Bollywood is lurching with arms outstretched into new territory with its first zombie comedies, hoping to replicate the success of a host of light-hearted Hollywood movies about the living dead.
"Shaadi of the Dead" (Wedding of the Dead), starring Abhay Deol and up-and-coming female lead Genelia D'Souza, is due for release next year and centres around a zombie invasion at a Punjabi marriage ceremony.
Abhay Deol will star in 'Shaadi Of The Dead', a comedy about a Punjabi
wedding invaded by zombies (PIC/AFP)
The film will be vying for audiences with the Saif Ali Khan vehicle "Go Goa Gone", about a group of youngsters who fight an army of the undead in the Indian resort state of Goa.

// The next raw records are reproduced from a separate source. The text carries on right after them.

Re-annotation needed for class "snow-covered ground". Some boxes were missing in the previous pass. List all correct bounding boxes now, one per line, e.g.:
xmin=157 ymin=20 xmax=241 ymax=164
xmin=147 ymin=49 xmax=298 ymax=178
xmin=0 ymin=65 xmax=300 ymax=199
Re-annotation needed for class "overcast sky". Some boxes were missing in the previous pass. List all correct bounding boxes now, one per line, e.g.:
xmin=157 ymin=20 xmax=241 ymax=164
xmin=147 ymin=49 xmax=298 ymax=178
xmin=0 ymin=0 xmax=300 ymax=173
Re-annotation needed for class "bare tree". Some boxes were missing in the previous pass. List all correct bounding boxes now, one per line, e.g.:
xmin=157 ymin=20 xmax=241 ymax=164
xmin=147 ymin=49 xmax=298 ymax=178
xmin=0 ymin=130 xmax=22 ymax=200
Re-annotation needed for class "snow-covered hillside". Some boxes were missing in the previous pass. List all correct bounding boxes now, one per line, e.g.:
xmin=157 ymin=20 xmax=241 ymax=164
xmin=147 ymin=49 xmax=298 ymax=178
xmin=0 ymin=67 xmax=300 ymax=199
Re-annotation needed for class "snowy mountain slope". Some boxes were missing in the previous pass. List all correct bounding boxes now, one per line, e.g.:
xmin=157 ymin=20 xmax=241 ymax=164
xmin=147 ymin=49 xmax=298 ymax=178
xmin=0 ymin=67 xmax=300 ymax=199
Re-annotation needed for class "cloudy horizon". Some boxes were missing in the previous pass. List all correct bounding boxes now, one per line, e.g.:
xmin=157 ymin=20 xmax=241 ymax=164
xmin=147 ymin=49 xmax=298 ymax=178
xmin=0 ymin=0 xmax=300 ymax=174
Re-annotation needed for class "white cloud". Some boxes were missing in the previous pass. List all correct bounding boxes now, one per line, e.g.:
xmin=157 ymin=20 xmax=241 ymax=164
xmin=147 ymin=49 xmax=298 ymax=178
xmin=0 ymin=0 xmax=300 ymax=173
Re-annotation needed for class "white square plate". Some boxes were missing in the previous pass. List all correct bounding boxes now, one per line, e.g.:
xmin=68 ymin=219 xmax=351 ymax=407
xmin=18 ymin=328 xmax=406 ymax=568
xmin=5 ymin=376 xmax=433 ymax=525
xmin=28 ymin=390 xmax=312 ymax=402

Popular Western examples of the "rom-zom-com" (romantic zombie comedy) genre include "Shaun of the Dead" (2004), starring British comic Simon Pegg, and "Zombieland" (2009), with Woody Harrelson.
"Shaadi of the Dead" director Navdeep Singh is banking on the novelty value of the genre to suit the changing tastes of younger Indian film audiences now exposed to wider outside influences.
"We feel this idea of a zombie film is very fresh," he told AFP. "It will be India's first zombie film. It is something that has never been tried in the Hindi film industry and so we feel it will work."
Bollywood may be famous for its stories of idealised love set to song and dance but belief in the supernatural is widespread in India and movie-makers have previously flirted with horror.
In the 1970s and 1980s, the Ramsay family directed a string of schlock horror monster films, like "Hotel", "Purana Mandir" (The Old Temple), "Veerana" (Wilderness) and "Purani Haveli" (The Old Mansion).
The movies are cult viewing among many Indian film fans.
But after the Ramsay brothers' "Bandh Darwaza" (Closed Door) in 1990, the genre all but disappeared, as film-makers returned to well-worn themes of love and romance.
The last decade, however, saw a partial horror revival, as directors began to experiment with different themes, introducing better production values and special effects to the shaky sets and flimsy plots of old.
Ram Gopal Verma brought out "Bhoot" (Ghost) and "Darna Mana Hai" (Being Scared Forbidden) in 2003, using more mainstream actors such as Ajay Devgn, Saif Ali Khan and Shilpa Shetty.
Saurab Narang's "Vaastu Shastra" (Possession, 2004), and "Raaz" (Secret, 2002) director Vikram Bhatt's "1920", released in 2008, were well-received. Bhatt also released a 3-D horror film "Haunted" this year.
Navdeep Singh admits that in previous years, making a zom-com would be a risk, with most Indian film-makers pandering to conservative audiences in providing a bread-and-butter diet of strong-jawed heroes and doe-eyed heroines.
But he added: "Things have changed a lot now and producers want to take a risk with films on different subjects. And 'Shaadi of the Dead' is one of them because the script of the film has come to me from Siddharth Jain."
Jain, widely known as Sid, is an emerging Bollywood film-maker and entrepreneur who is head of Mumbai-based iRock Films.
Earlier this year, he co-produced the paranormal thriller "Ragini MMS", with Ekta Kapoor, whose "Love, Sex Aur Dhokha" (Love, Sex and Betrayal, 2010) was hailed as groundbreaking for of its use of hand-held and security cameras.
In preparation for the release of "Shaadi of the Dead", Jain is to publish a graphic novel about zombies in Bollywood.
He said in an interview published earlier this year that he was proud to produce India's first zom-com and was already planning a follow-up, "Honeymoon of the Dead", a zombie-based television reality show and website.
"It ('Shaadi of the Dead') is going to be an iconic youth film as far as I am concerned and will redefine youth entertainment for this decade in India," he told entertainment.oneindia.in.
"It's mad, crazy, romantic, funny, violent and super cool. It's like a two-hour theme park ride."